I used to write Primal Scream and Happy Mondays concert reviews with dodgy phrases like, "everyone was hav-E-ing a real good time!" No one knew what I was on about. I had just moved back from London to go to an American university. People called ecstasy X ("everyone was hav-X-ing a real good time!" doesn’t have the same ring to it.) And no one knew The Stone Roses.
Nick Cave came to Chicago. Tender Prey was the best album I had heard that year. I was sent down to do an interview. It was set up that we would meet in a restaurant. Nick and the Bad Seed boys ordered the most expensive wine on the menu and didn’t answer one question. They left me with the $700 bill. I put it on the photographer’s dad’s credit card.
For a while I was mad at Saint Nick. It didn’t last.

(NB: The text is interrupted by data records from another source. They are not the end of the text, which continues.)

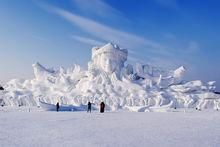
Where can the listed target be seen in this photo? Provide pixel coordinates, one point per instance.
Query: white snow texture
(109, 79)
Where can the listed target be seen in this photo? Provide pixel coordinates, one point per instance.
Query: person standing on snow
(102, 107)
(57, 106)
(89, 107)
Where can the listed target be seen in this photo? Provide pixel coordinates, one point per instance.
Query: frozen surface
(22, 128)
(108, 78)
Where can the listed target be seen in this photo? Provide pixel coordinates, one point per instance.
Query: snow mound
(109, 79)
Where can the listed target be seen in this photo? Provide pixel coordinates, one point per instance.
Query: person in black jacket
(57, 106)
(102, 107)
(89, 107)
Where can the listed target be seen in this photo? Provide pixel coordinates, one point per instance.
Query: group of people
(89, 108)
(102, 107)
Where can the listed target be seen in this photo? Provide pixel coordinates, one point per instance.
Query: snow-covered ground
(22, 128)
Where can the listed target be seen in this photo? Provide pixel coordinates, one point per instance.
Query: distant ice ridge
(109, 79)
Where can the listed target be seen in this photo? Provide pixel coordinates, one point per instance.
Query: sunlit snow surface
(110, 79)
(21, 128)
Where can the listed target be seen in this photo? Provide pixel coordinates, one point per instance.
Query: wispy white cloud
(107, 33)
(168, 3)
(86, 40)
(98, 8)
(124, 39)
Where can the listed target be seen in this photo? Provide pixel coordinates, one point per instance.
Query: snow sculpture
(109, 58)
(110, 79)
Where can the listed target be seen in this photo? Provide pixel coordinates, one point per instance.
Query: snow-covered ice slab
(110, 79)
(111, 129)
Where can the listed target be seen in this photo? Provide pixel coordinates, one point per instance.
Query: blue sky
(166, 33)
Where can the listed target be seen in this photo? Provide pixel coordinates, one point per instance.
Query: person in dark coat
(102, 107)
(57, 106)
(89, 107)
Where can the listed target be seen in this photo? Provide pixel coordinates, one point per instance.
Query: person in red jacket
(57, 106)
(102, 107)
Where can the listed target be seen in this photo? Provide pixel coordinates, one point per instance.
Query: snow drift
(109, 79)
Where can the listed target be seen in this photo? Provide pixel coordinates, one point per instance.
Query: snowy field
(22, 128)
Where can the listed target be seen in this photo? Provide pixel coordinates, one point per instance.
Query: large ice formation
(110, 79)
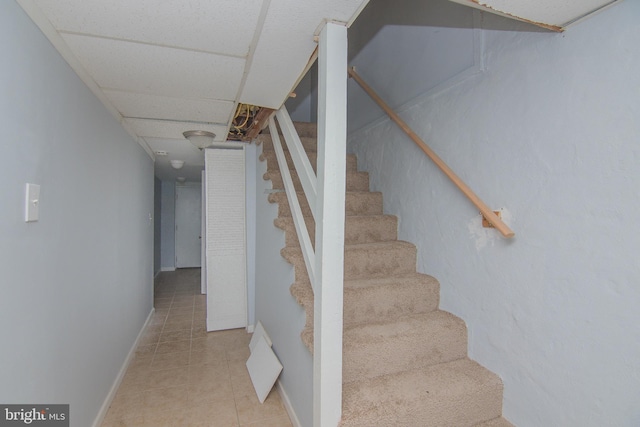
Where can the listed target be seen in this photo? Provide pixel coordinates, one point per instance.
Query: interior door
(226, 239)
(188, 225)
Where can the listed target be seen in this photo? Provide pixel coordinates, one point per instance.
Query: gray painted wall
(168, 226)
(283, 318)
(157, 225)
(76, 285)
(304, 107)
(548, 130)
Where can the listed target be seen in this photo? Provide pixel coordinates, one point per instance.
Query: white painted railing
(325, 193)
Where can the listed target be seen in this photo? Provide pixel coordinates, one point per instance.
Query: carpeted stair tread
(404, 360)
(356, 203)
(453, 394)
(356, 181)
(371, 300)
(358, 229)
(376, 300)
(409, 342)
(272, 161)
(496, 422)
(366, 260)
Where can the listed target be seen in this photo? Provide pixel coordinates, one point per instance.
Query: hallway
(184, 376)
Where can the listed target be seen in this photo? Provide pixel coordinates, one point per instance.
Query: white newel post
(329, 244)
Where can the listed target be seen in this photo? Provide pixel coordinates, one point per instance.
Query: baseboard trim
(287, 405)
(116, 384)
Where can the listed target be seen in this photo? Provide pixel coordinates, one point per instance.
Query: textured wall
(157, 225)
(282, 317)
(76, 285)
(549, 132)
(168, 226)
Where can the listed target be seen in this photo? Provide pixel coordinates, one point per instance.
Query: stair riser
(272, 161)
(358, 229)
(399, 347)
(355, 204)
(356, 181)
(373, 304)
(365, 263)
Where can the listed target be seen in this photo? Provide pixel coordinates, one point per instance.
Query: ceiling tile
(220, 26)
(172, 129)
(140, 105)
(158, 70)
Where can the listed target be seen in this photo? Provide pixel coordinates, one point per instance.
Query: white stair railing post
(329, 243)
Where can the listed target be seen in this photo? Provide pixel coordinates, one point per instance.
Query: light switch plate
(32, 203)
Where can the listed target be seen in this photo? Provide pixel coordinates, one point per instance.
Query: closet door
(226, 239)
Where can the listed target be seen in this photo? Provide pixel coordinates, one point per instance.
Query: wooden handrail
(491, 217)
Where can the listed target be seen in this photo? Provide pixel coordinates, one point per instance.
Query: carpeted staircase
(404, 361)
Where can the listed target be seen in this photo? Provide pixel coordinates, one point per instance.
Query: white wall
(549, 132)
(168, 226)
(76, 285)
(282, 317)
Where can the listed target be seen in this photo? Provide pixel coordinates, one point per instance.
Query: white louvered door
(225, 239)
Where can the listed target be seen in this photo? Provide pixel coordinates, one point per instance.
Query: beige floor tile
(209, 397)
(170, 360)
(162, 399)
(251, 411)
(167, 378)
(178, 326)
(119, 420)
(145, 350)
(126, 404)
(167, 418)
(211, 382)
(206, 344)
(238, 354)
(183, 376)
(173, 346)
(181, 335)
(213, 357)
(178, 318)
(220, 414)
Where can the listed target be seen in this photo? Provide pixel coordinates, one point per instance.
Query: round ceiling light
(177, 164)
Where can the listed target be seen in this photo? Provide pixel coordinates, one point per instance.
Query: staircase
(404, 361)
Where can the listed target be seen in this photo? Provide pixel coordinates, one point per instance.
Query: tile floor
(183, 376)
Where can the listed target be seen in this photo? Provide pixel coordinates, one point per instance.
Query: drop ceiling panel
(180, 149)
(139, 105)
(173, 130)
(220, 26)
(287, 38)
(157, 70)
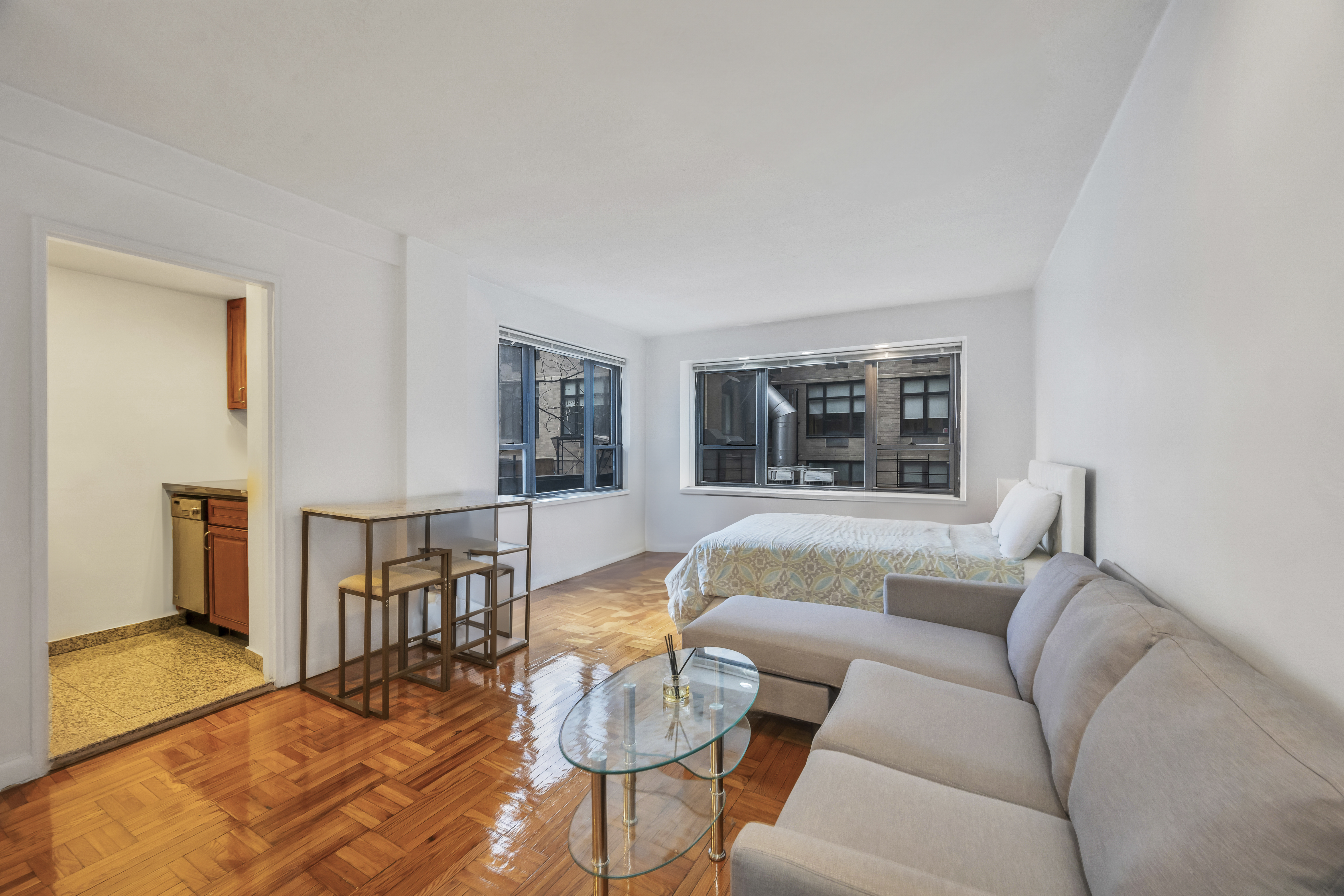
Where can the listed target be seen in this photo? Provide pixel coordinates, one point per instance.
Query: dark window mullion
(589, 456)
(530, 422)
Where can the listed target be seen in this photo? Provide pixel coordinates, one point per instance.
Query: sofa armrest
(777, 862)
(980, 607)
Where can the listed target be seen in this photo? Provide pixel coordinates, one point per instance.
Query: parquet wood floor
(460, 794)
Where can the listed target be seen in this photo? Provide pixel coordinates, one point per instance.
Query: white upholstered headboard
(1066, 532)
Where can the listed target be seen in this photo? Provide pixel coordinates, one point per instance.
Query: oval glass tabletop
(624, 725)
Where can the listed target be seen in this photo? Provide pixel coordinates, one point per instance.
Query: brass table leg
(717, 852)
(630, 819)
(600, 884)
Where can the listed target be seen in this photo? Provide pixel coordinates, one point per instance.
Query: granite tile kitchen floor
(112, 690)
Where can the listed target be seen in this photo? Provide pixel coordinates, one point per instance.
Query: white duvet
(841, 561)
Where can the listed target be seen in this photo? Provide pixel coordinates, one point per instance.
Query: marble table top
(420, 506)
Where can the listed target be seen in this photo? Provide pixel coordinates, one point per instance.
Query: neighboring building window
(924, 406)
(558, 422)
(835, 410)
(877, 421)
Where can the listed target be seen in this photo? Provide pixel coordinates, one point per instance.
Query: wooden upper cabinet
(237, 316)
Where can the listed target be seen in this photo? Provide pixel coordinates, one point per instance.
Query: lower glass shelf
(736, 743)
(673, 811)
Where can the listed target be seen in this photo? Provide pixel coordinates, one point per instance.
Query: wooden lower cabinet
(228, 553)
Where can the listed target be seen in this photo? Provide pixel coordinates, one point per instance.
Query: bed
(843, 561)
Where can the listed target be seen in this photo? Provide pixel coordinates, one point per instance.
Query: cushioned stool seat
(416, 575)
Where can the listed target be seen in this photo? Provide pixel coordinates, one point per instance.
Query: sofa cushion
(1100, 637)
(976, 841)
(1198, 776)
(816, 643)
(960, 737)
(1038, 610)
(777, 862)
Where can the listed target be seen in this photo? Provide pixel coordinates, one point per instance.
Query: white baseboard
(675, 549)
(541, 582)
(21, 769)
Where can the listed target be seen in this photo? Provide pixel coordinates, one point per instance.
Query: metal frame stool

Soon I had to move away from Madison because the Americans and me weren’t getting along. They hadn’t heard of The Stone Roses. I couldn’t live in such a society.
I went to school in Paris. I meet a Korean architect who was also into Nick. We used to drink wine in the chilly Paris winter and listen to Murder Ballads. Joon would say, "The Artiste has released a masterpiece." Nick couldn’t do wrong. At least musically, he wrote a novel that isn’t very good.

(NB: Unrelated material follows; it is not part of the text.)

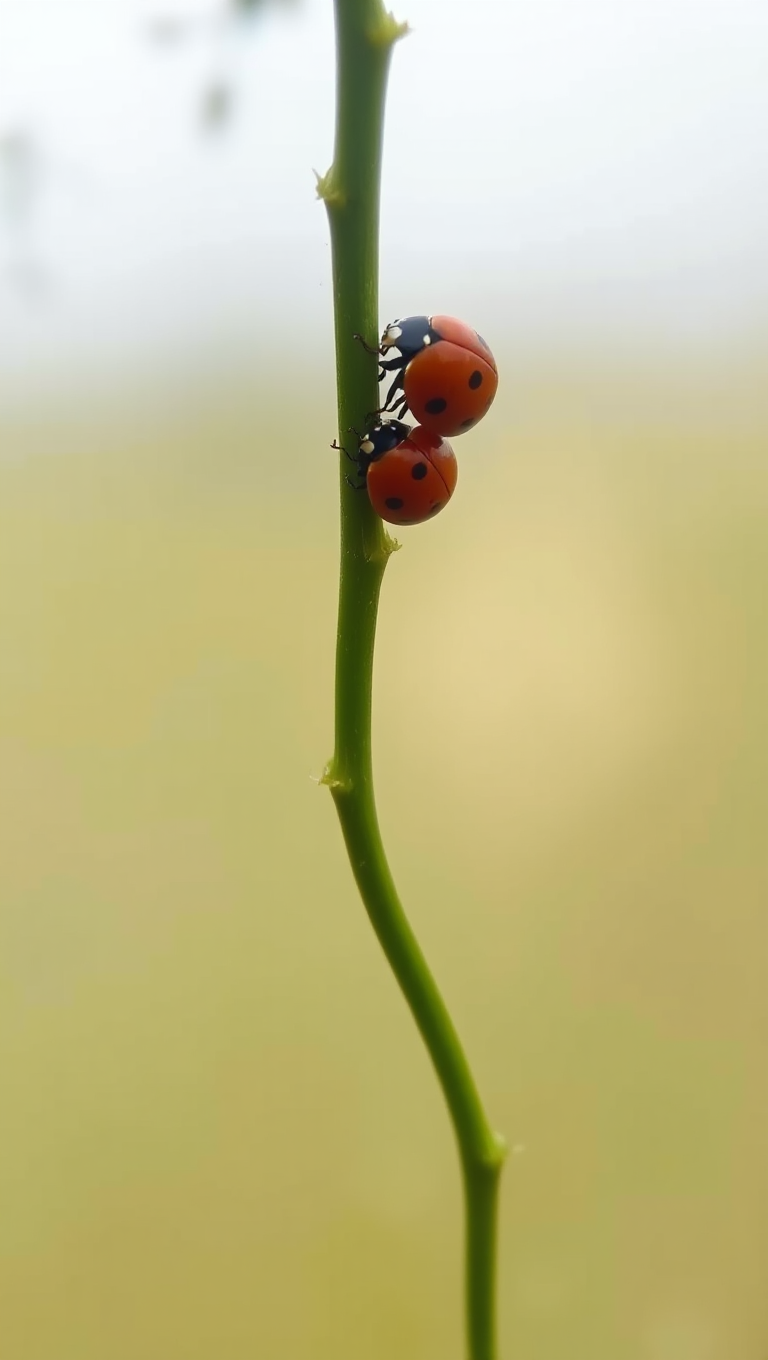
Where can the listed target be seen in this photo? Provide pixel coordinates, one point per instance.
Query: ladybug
(409, 473)
(445, 374)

One blinding sweltering Paris summer day Joon and I were coming back from a mid day picnic down by the Seine. We were slightly drunk on Pastis when we saw Nick entering the Musee Rodin with a NME journalist. It was an intensely hot day, and Mr. Cave was dressed from head to toe in black. He had to be suffering for his art. I wanted to yell out, "Act like an Australian for once!" but I didn’t. Too much respect for the Artiste. Though I could do with that $700.